= Hoter ben Shlomo =

Scholar and philosopher from Yemen

Hoter ben Shlomo (Hoteb/Hatab ben Shlomo, Manṣūr ibn Sulaymān al-Dhamārī, Manṣūr ibn Sulaymān al-Ghamari, c.1400-c.1480) was a scholar and philosopher from Yemen who was heavily influenced by the earlier works of Natan'el al-Fayyumi, Maimonides, Saadia Gaon and al-Ghazali.

The connection between the Epistle of the Brethren of Purity and Isma'ilism might have suggested the adoption of this work as one of the main sources of what would become known as “Jewish Ismailism” as was found in late medieval Yemenite Judaism. This “Jewish Ismailism” consisted of adapting Ismaili doctrines about cosmology, prophecy and hermeneutics. There are many examples of the Brethren of Purity influencing Yemenite Jewish philosophers and authors in the period 1150-1550.
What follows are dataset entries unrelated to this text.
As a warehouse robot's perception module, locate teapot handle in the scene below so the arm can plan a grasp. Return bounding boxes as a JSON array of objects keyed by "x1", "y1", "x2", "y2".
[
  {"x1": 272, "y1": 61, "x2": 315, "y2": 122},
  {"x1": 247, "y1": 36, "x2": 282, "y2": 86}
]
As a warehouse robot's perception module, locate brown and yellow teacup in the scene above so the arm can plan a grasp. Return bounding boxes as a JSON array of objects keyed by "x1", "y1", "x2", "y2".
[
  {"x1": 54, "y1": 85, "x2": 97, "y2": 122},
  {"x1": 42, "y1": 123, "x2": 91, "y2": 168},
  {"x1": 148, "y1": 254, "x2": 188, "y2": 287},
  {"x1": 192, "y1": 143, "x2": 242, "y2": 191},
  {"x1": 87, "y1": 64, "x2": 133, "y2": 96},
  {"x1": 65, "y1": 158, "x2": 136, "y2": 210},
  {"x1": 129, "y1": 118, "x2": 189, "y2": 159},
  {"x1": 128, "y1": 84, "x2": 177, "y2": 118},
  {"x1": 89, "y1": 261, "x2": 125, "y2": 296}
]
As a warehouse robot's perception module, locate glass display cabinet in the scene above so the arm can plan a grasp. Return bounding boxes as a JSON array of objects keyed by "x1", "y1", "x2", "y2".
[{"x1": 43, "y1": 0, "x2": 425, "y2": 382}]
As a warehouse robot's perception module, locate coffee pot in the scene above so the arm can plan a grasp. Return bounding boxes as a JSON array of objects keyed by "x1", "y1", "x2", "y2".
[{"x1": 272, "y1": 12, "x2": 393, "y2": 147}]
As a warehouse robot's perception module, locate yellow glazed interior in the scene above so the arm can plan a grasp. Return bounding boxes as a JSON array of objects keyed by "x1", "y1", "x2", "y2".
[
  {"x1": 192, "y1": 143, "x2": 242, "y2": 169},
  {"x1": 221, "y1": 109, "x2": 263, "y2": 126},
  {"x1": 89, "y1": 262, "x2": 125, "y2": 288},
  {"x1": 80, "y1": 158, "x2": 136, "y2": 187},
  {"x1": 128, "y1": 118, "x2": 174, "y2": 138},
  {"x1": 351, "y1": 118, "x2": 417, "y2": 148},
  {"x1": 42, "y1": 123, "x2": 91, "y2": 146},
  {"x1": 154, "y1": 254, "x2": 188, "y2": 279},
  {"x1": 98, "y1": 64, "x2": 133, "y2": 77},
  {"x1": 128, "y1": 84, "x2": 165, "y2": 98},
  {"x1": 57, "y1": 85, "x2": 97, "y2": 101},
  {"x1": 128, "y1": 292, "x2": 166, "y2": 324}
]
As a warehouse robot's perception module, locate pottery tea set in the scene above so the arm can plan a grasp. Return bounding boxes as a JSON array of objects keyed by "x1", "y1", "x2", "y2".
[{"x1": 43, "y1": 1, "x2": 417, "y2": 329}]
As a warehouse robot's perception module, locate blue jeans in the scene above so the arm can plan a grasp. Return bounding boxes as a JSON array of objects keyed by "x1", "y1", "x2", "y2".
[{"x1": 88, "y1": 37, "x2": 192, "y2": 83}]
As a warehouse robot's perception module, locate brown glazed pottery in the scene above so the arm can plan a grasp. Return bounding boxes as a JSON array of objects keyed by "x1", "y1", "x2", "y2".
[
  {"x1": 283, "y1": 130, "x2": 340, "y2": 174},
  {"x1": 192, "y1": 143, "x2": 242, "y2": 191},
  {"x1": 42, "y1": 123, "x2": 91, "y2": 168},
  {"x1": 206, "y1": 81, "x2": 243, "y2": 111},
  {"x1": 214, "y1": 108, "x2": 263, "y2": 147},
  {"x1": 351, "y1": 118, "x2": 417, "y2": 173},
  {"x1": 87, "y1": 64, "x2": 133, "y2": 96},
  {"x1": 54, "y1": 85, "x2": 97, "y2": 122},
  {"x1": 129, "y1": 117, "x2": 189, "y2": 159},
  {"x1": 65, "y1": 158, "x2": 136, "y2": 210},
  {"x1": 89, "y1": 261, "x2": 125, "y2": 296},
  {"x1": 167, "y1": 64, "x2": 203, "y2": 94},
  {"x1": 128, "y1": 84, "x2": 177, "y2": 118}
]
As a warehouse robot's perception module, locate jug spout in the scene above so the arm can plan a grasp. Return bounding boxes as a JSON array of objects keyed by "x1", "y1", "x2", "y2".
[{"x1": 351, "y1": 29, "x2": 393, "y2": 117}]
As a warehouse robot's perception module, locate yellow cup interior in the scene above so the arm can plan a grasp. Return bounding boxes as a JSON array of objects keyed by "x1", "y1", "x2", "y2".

For example, chapter two of the Judaeo-Arabic theologic-philosophical work by Natan'el al-Fayyumi, The Garden of Intellects (Bustan al-‘uqul), written in Yemen in 1165, includes a correspondence between the numbers 1 through 10 and ten scientific and philosophical concepts (soul's faculties, senses, directions, bodily substances and parts, etc.) most of which are identical to those listed by the Brethren of Purity.

Some traces of Brethren of Purity doctrines, as well as of their numerology or Hurufism, are found in two Yemenite philosophical midrashim written in 1420-1430: "The Glad Learning" (Midrash ha-hefez) by Zerahyah ha-Rofé (Yahya al-Tabib) and the "Lamp of Intellects" (Siraj al-‘uqul) by Hoter ben Solomon. Ḥoter’s ideas are expounded in his al-Qawāʿid "Commentary" [on Maimonides’ Thirteen Principles]", the Sabʿīn Masʾala "Seventy Questions" and Miʾa Masʾala "One Hundred Questions", listed together as Sheʾelot u-Teshuvot Hoter ben Shelomo, the Sirāj al-ʿUqūl "Lamp of the Intellects", a midrash to the Torah, and Sharh ʿalā Perush ha-Mishna [shel ha-Rambam] "Explication of [Maimonides’] Commentary to the Mishna".